Wednesday, August 21, 2013

I Want Full Custody

     Every parent wants full custody of their child or children.  This makes sense.  It is what you are used to.  You come home and the child is there.  Divorce changes all of that.  Suddenly your time is governed by the legislature or a judge.  There is a piece of paper that you have to follow.  If you get the statutory minimum in Utah you are stuck with every other weekend and a three hour visit during the week.  Yea!

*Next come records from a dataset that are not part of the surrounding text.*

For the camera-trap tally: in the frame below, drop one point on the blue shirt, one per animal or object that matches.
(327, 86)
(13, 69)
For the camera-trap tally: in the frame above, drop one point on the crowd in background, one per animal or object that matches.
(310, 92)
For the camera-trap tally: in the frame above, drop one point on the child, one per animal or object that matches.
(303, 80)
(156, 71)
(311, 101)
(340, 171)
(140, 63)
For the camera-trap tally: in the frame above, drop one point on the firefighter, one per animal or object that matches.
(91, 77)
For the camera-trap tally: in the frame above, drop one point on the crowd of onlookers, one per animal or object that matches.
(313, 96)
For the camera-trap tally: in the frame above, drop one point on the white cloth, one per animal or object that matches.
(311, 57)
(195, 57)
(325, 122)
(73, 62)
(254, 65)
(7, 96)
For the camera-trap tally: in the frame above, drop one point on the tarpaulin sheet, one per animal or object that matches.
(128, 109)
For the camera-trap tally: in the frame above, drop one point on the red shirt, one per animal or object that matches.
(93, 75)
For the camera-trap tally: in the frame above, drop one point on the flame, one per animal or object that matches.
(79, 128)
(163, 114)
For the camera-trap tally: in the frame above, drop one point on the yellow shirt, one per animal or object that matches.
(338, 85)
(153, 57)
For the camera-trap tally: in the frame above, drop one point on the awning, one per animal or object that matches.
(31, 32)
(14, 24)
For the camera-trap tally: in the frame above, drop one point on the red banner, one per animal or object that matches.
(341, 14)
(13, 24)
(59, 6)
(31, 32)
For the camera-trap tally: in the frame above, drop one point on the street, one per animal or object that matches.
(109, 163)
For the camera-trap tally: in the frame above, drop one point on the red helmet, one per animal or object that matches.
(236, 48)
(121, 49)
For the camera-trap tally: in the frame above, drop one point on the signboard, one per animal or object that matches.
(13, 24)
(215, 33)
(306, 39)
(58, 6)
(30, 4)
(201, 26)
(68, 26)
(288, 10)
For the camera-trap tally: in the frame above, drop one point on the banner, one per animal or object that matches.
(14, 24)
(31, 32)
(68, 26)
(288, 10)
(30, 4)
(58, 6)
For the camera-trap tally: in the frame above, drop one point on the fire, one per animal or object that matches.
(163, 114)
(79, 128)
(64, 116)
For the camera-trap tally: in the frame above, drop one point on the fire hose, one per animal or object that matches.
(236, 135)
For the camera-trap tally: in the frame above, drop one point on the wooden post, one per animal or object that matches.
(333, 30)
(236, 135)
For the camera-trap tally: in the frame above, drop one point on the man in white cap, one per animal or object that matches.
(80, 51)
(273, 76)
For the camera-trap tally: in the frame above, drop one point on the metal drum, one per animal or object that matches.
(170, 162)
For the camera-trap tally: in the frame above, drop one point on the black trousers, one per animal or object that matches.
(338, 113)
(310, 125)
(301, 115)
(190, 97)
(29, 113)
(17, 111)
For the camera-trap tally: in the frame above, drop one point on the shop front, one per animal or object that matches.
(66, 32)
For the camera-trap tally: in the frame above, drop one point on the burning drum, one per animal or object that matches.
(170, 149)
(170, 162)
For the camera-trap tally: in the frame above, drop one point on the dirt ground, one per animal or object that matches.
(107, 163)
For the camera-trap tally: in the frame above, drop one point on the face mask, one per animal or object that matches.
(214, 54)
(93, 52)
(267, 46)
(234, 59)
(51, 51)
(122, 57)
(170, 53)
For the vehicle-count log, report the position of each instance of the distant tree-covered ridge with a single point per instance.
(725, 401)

What can you really do in 3 hours?  Also, what kid wants to be uprooted from their friends to spend the only free time they have during the school year with their mom or dad?  This is especially hard when the child is a teenager and not able to drive.  

      When going through a divorce, you should set aside your feelings of dislike, distrust, or even hate for your soon to be ex (and this is not easy or may even be impossible), and determine what situation works for the well being of your children.  If your ex is a loser who has never really paid much attention to your children, then absolutely you should have full custody.  If your soon to be ex is a loving caring parent, then there is no reason to exclude him/her out of the parenting equation or relegate them to "Disneyland" parent status by grabbing for full custody.  Before digging your heels into the litigation, you should analyze your concerns and desire for full custody.     

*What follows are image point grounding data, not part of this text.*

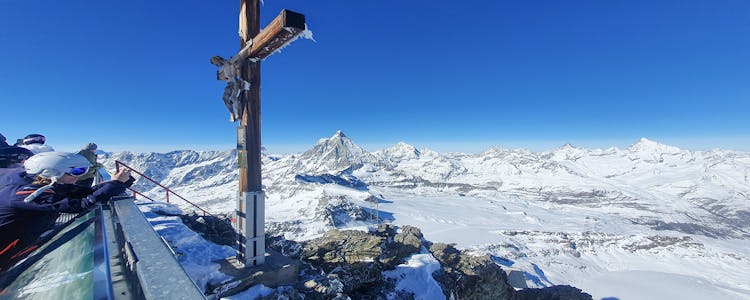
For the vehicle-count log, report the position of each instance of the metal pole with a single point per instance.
(251, 199)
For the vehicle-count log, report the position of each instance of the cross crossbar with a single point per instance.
(283, 29)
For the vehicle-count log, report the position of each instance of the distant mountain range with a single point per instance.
(513, 203)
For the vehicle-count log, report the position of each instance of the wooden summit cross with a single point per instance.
(242, 98)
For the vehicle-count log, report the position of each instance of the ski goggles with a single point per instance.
(78, 171)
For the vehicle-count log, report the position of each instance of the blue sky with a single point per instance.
(452, 76)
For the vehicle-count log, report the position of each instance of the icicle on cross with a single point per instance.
(284, 29)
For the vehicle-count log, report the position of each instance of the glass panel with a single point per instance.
(62, 268)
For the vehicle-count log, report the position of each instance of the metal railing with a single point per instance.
(167, 191)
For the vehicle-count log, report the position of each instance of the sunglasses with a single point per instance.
(78, 171)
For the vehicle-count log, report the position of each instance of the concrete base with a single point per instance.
(278, 270)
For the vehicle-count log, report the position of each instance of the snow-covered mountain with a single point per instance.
(586, 217)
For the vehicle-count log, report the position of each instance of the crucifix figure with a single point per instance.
(242, 98)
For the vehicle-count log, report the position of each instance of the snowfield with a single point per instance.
(647, 222)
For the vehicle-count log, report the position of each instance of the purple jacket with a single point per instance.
(21, 223)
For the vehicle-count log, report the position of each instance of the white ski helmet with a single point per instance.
(54, 165)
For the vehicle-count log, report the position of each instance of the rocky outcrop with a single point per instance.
(557, 292)
(463, 276)
(217, 228)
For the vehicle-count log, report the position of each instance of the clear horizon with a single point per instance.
(442, 147)
(458, 78)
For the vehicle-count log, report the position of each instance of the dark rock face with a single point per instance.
(463, 276)
(557, 292)
(350, 265)
(217, 229)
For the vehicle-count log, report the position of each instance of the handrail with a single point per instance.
(166, 189)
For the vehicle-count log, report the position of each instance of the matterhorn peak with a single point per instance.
(336, 153)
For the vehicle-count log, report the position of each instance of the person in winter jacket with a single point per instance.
(89, 152)
(3, 143)
(35, 143)
(30, 205)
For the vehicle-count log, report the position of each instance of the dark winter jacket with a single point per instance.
(91, 157)
(21, 223)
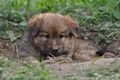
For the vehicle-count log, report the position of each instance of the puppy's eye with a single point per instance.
(47, 36)
(61, 36)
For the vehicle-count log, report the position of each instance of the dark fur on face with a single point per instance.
(53, 33)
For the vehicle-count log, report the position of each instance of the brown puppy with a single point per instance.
(53, 33)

     If you would like more information or want to discuss your child custody issue, please contact me at (801) 871-2240.

Friday, August 9, 2013

A Major Mistake in a Divorce

A strategy often used in a divorce is to withhold finances to the other party by either draining the bank accounts or simply not having funds deposited in the accounts.  Another tactic is to not pay utilities or credit cards so that third party creditors can then harass your soon to be ex-spouse.  Then when the moment is right, they dangle a settlement in front of the other person as a means to solve their financial problems.  I have even seen lawyers draft such stipulations and give them to their clients to give to their soon to be ex-spouse because they cannot directly contact the other party if they are represented by legal counsel.

Agreeing to and signing such "shotgun" settlements is a major mistake.  These settlements usually contain harsh terms that virtually give away rights that the other party would not have.  Even if you are not represented by a lawyer, you will want a lawyer to review any document you sign.  Remember that your soon to be ex-spouse is not looking out for your best interest.